The pipeline consists of four parts:
1) Detecting faces and drawing boxes around them;
2) Cropping these boxes and normalizing them: scaling and rotating to be oriented upwards;
3) Extracting a vector - a numerical representation - for each face crop;
4) Clustering the faces based on the distance between the face vectors, where each cluster is a different person.
Here's one example of how it works:
We managed to stitch these parts together and tested them on a small dataset of our own images. The results look very promising and we expect that this model will be ready in the next release, two weeks from now. Together with the integrator, we will also release the documentation that will explain how the pipeline works in detail.
WhatsApp moved to pyIntegrators
Lastly, we decided to merge the rustIntegrators, home of the WhatsApp importer, into our pyIntegrators repository. By doing so we were able to get rid of many duplicated parts of our code base. One place and one programming language less, means less duplication of PodClient, schema definitions, documentation, etc. Although we might reintroduce rustIntegrators in the future, for now this will enable us to move faster, and have less moving parts to consider when making changes in our overall design.
Visibility and marketing tools
When we started our journey, you could only find us on our own GitLab and this blog. When we had our first code release, we set up memri.io, and two weeks ago we launched a consumer focused website memri.cloud. We need marketing tools to make sure we can reach our audience and effectively communicate our message. However, many of those tools are not as privacy minded as we would like. Luckily, after some research, we did manage to find solutions that meet our standards. On memri.cloud you can subscribe to our mailing list, which we manage with Mailchimp. It gives us control to not track user data, and to not share our mailing list data with Mailchimp itself. For website analytics we use Plausible, which gives us insight in our traffic while preserving our visitors’ privacy. If you're interested in how they protect your privacy, check out this in depth explanation.
As you may have read in our previous sprint update, we are redesigning how we define the database schema. We did not yet finish our design, and we plan to explain it in detail when we do. However, we can already share some decision we made to give you an idea of what we are aiming or:
- We want the schema to be diffable, which means you can easily see what changes a developer made when merging new features into the product. This will make it easy to prevent conflicts and validate decisions as the schema grows.

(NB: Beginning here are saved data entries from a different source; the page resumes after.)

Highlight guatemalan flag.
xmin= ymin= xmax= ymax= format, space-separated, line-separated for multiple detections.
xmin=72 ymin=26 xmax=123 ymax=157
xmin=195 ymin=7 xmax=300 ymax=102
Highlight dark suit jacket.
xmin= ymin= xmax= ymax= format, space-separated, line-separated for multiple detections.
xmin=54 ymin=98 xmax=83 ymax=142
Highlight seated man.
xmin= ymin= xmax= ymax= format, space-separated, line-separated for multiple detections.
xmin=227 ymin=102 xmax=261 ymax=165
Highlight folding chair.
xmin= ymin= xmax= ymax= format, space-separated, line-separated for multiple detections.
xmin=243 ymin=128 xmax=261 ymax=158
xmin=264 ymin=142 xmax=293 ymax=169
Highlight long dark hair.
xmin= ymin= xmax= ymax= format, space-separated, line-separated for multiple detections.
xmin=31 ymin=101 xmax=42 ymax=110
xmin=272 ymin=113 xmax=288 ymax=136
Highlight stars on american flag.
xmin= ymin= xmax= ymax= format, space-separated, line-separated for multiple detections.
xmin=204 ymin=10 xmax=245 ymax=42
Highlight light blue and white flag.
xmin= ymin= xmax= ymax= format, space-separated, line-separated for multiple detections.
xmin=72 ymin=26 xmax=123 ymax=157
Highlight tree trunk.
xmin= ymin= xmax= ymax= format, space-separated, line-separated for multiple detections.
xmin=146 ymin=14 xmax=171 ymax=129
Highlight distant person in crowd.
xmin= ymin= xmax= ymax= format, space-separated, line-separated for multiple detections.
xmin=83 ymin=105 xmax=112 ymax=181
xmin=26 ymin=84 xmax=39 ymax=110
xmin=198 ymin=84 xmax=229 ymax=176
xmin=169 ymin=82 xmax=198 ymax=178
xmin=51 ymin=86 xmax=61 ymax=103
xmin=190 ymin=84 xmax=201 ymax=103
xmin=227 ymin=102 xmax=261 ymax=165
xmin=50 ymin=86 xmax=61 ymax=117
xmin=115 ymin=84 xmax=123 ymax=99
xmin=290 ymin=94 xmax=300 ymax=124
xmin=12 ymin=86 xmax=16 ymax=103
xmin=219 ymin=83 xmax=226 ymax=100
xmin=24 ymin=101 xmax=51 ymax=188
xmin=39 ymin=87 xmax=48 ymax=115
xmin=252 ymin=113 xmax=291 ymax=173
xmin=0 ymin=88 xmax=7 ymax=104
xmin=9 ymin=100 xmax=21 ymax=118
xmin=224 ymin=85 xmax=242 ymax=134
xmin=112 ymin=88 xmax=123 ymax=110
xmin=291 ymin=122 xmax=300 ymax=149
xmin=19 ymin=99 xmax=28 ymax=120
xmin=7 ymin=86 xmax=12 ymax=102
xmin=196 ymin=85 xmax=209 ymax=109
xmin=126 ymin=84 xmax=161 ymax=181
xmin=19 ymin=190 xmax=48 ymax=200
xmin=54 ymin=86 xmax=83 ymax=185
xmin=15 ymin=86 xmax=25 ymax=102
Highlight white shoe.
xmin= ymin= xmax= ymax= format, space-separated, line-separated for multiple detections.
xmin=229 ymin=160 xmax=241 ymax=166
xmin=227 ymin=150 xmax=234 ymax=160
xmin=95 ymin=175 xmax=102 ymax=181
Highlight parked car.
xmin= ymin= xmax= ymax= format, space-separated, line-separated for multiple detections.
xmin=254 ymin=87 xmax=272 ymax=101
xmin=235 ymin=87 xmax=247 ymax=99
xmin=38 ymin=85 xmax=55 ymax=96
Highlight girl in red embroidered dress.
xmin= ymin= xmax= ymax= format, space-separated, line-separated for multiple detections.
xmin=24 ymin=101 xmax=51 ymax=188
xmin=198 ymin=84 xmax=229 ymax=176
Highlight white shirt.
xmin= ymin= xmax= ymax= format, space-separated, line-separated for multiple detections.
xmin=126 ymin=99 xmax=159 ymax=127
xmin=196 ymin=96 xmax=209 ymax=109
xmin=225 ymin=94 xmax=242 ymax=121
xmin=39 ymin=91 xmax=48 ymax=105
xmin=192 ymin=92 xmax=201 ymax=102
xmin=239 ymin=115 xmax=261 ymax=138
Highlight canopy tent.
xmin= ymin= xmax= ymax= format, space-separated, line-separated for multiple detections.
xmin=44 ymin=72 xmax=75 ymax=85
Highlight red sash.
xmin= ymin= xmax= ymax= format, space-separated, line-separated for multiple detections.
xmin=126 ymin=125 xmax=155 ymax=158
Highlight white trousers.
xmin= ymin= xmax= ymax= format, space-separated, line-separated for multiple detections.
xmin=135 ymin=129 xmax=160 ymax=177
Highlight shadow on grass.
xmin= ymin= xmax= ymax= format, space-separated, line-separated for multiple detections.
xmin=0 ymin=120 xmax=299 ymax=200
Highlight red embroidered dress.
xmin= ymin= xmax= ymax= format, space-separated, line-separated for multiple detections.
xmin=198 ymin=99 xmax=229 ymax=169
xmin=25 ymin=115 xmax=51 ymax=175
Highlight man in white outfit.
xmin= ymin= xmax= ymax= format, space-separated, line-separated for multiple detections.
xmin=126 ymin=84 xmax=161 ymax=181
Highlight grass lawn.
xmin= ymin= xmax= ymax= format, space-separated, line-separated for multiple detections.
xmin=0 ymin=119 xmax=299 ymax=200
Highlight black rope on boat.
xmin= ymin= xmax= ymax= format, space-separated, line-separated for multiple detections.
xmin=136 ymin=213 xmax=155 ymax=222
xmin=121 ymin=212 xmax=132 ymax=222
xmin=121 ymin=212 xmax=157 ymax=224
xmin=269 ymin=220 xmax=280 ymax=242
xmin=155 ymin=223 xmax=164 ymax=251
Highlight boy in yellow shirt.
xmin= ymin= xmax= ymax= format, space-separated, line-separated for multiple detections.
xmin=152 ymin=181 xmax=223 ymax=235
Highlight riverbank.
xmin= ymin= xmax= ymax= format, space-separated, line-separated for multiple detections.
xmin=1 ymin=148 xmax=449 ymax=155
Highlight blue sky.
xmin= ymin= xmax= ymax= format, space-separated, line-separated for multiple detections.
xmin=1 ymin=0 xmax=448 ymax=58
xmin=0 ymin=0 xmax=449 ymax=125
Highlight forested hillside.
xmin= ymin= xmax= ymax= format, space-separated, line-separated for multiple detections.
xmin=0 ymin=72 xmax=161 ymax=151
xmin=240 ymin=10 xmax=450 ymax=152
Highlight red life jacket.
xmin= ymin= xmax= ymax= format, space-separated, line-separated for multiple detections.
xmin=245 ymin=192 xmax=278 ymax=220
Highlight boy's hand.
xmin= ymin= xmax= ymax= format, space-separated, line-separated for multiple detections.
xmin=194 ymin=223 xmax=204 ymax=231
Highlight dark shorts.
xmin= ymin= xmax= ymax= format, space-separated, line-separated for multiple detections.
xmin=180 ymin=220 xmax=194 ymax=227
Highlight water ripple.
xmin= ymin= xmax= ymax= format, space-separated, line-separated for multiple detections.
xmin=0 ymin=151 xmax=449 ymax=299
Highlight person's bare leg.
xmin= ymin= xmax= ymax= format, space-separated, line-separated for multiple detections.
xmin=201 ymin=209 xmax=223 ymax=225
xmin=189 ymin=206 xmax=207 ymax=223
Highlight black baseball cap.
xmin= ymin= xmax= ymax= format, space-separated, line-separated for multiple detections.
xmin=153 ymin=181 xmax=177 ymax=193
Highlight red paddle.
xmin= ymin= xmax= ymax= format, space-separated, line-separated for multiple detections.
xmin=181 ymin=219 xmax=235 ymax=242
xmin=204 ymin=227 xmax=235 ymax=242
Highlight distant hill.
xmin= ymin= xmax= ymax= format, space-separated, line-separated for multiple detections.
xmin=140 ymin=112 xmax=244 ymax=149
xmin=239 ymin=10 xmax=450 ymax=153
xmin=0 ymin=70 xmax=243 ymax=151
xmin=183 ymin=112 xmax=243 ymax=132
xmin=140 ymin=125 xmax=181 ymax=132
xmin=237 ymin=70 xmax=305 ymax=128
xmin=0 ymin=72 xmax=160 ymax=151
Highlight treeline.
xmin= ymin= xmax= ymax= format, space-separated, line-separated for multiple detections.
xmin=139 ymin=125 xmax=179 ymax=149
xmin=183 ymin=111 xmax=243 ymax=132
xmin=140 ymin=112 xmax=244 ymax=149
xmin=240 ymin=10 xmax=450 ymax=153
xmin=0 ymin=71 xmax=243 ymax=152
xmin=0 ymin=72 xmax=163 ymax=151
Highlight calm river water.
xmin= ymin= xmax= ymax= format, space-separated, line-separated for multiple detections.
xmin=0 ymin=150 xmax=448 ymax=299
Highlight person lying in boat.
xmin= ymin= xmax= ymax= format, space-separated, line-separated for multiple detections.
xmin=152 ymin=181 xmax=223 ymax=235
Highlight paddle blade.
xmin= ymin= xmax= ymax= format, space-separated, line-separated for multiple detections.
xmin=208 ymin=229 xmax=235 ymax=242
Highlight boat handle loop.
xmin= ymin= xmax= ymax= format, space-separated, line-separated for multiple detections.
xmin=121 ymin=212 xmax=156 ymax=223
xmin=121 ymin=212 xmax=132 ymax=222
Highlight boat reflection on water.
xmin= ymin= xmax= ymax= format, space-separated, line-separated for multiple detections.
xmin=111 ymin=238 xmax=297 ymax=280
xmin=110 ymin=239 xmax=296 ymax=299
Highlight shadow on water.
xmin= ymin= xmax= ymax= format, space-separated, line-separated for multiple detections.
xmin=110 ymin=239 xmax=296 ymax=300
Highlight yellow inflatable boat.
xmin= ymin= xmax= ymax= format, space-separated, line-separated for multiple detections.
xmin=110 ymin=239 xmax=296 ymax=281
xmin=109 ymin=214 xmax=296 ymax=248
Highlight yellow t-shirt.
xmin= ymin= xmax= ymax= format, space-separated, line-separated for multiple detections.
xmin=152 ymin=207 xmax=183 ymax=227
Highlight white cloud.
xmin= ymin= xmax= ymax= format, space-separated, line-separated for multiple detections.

- Instead of a schema repository that defines the whole schema, we now have integrators define their own 'part' of the schema they need to function. This way, we have datatypes defined together with the code that needs them.
- We will create some sort of plugin repository to keep track of all (validated) integrators. This will allow us to prevent conflicts between integrators, and to easily see all schema definitions is one place.
On the financial side, we are almost closing our first investment round. With the bank account set up and most of the negotiated investments signed, we expect the process and thus the round to close within the next week or two. This will allow us to focus on building new features without distractions for a year or two, and to grow our team where we lack skills, which is definitely good news for the project! More details will follow when we finalize the round!